As the trial court explained to the defendant, a “civil forfeiture” in RSA 466:31-a is the fee that a person accused of violating RSA 466:31 may pay to a town or city clerk so to avoid being prosecuted. RSA 466:31-a, II sets forth the schedule of such fees. However, when, as in this case, the defendant elects not to pay the civil forfeiture and, instead, elects to be tried in court, then the civil forfeiture provision does not apply. See RSA 466:31-a, I (“Any person who does not pay the civil forfeiture specified in paragraph II shall have the case disposed of in district or municipal court.”). When a person elects to have the case tried in court, and the court finds the person guilty, then the court may impose any of the penalties allowed for violation-level offenses. See RSA 651:2 (Supp. 2019).

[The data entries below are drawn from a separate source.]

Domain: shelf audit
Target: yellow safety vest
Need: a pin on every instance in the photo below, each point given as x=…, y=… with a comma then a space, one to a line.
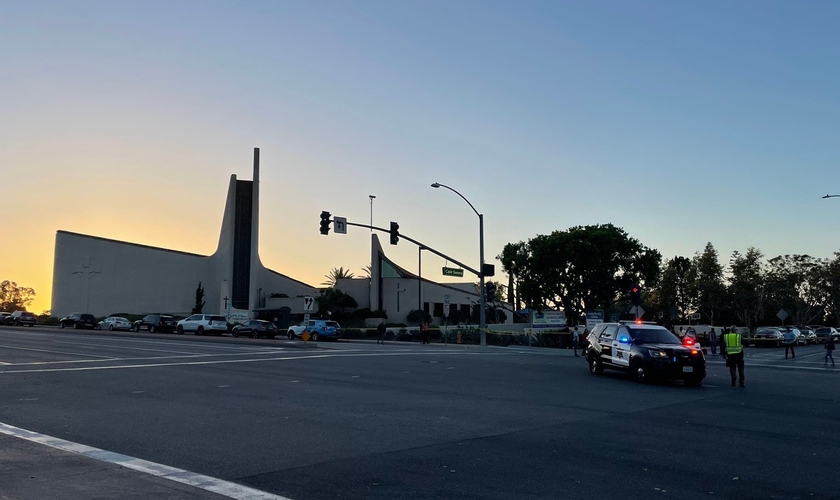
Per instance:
x=733, y=343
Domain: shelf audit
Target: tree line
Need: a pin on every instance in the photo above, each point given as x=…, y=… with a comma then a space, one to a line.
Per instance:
x=593, y=267
x=14, y=297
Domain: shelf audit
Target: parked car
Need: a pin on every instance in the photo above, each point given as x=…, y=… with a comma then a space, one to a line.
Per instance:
x=78, y=320
x=766, y=336
x=155, y=323
x=256, y=328
x=807, y=335
x=114, y=323
x=823, y=332
x=21, y=318
x=203, y=323
x=317, y=328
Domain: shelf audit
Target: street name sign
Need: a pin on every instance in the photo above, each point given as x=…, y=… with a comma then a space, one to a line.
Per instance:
x=451, y=271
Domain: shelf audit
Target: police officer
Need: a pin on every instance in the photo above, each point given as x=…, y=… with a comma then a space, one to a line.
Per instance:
x=733, y=350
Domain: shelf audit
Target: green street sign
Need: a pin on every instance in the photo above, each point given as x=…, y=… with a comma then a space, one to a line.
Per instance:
x=451, y=271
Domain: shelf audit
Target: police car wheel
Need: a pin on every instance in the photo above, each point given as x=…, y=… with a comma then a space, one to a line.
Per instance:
x=595, y=366
x=639, y=371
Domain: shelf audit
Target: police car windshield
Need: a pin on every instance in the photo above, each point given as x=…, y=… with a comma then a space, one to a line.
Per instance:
x=653, y=336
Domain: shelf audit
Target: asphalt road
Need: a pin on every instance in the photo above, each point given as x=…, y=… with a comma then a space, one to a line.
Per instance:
x=359, y=420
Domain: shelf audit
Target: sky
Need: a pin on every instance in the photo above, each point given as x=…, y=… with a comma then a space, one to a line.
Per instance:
x=681, y=122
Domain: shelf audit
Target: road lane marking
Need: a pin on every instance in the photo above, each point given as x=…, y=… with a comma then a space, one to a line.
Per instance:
x=200, y=481
x=220, y=362
x=148, y=358
x=55, y=352
x=128, y=348
x=118, y=340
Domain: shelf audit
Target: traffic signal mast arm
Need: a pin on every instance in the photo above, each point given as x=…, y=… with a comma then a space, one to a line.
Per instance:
x=425, y=247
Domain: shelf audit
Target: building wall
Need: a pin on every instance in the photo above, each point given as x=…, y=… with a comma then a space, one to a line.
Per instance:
x=358, y=288
x=103, y=276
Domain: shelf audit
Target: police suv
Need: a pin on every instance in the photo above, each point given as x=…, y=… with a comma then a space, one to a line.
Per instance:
x=645, y=351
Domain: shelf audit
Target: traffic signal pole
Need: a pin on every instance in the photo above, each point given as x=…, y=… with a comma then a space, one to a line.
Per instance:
x=482, y=314
x=425, y=247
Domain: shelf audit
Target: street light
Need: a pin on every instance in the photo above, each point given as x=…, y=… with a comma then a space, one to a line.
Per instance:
x=371, y=211
x=482, y=320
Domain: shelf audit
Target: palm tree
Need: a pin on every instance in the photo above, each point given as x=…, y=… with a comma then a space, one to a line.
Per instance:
x=336, y=274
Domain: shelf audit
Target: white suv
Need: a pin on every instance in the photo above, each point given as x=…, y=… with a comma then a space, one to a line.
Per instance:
x=317, y=328
x=203, y=323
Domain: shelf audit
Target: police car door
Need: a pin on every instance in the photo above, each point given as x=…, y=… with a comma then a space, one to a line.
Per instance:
x=606, y=341
x=621, y=347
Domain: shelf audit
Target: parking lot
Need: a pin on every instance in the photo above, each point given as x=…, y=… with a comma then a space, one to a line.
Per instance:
x=360, y=420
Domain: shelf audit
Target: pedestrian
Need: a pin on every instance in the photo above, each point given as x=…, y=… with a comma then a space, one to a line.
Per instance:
x=733, y=351
x=713, y=341
x=790, y=342
x=380, y=333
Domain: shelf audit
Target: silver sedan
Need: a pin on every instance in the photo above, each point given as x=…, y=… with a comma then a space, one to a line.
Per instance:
x=114, y=323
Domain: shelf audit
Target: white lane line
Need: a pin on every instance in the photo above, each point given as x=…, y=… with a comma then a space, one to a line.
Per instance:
x=784, y=367
x=218, y=362
x=148, y=358
x=115, y=346
x=56, y=352
x=127, y=348
x=200, y=481
x=173, y=342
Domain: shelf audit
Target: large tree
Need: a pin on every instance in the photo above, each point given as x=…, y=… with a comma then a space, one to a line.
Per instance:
x=14, y=297
x=585, y=267
x=514, y=258
x=748, y=286
x=336, y=274
x=677, y=286
x=709, y=287
x=334, y=300
x=795, y=284
x=830, y=289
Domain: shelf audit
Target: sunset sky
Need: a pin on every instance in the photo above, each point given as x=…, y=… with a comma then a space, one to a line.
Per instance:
x=682, y=122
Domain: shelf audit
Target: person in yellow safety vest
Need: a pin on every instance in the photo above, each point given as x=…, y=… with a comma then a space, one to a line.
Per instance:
x=733, y=351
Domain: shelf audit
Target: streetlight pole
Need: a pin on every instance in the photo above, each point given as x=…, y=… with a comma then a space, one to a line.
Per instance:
x=371, y=211
x=482, y=318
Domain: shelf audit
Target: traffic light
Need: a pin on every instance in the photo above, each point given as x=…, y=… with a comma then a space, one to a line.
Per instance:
x=489, y=291
x=325, y=222
x=395, y=233
x=636, y=295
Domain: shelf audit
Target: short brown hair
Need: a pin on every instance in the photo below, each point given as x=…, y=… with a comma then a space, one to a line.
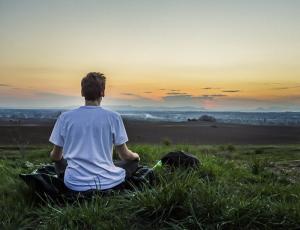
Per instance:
x=93, y=86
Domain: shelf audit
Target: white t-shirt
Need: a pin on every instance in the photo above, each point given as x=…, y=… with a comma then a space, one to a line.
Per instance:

Here, the sentence the trial court imposed comported with its authority under RSA 651:2. RSA 651:2 allows a trial court to sentence a person found guilty of a violation “to conditional or unconditional discharge, or a fine.” RSA 651:2, III-a. It also allows a trial court to sentence such a person to a “conditional discharge,” and, among the conditions that the court may impose are those that restrict a defendant’s “travel, association, place of abode, such as will protect the victim of the crime or insure the public peace.” RSA 651:2, VI(a)(1). In addition, as previously discussed, a court may order a person found guilty of a violation to pay restitution. See RSA 651:63; see also RSA 651:2, VI(a)(3).

The defendant next contends that the trial court erred when it granted the State’s request to sequester her husband. The State contends that the defendant has not demonstrated that she preserved this argument by raising it in the trial court. The State is correct.

It is a long-standing rule that, generally, parties may not have judicial review of matters that were not properly raised in the trial court. Thompson v. D’Errico, 163 N.H. 20, 22 (2011). “The rationale behind the rule is that trial forums should have an opportunity to rule on issues and to correct errors before they are presented to the appellate court.” Mortgage Specialists v. Davey, 153 N.H. 764, 786 (2006) (quotation and brackets omitted). It is the burden of the appealing party, here the defendant, to provide this court with a record demonstrating that she raised her issues before the trial court. See Bean v. Red Oak Prop. Mgmt., 151 N.H. 248, 250 (2004); see also Town of Nottingham v. Newman, 147 N.H. 131, 137 (2001) (rules of appellate practice

not relaxed for self-represented litigants). Because the defendant has failed to demonstrate that she argued in the trial court that it was error to sequester her husband, we decline to address that argument on appeal.

Affirmed.

Hicks, Bassett, Hantz Marconi, and Donovan, JJ., concurred.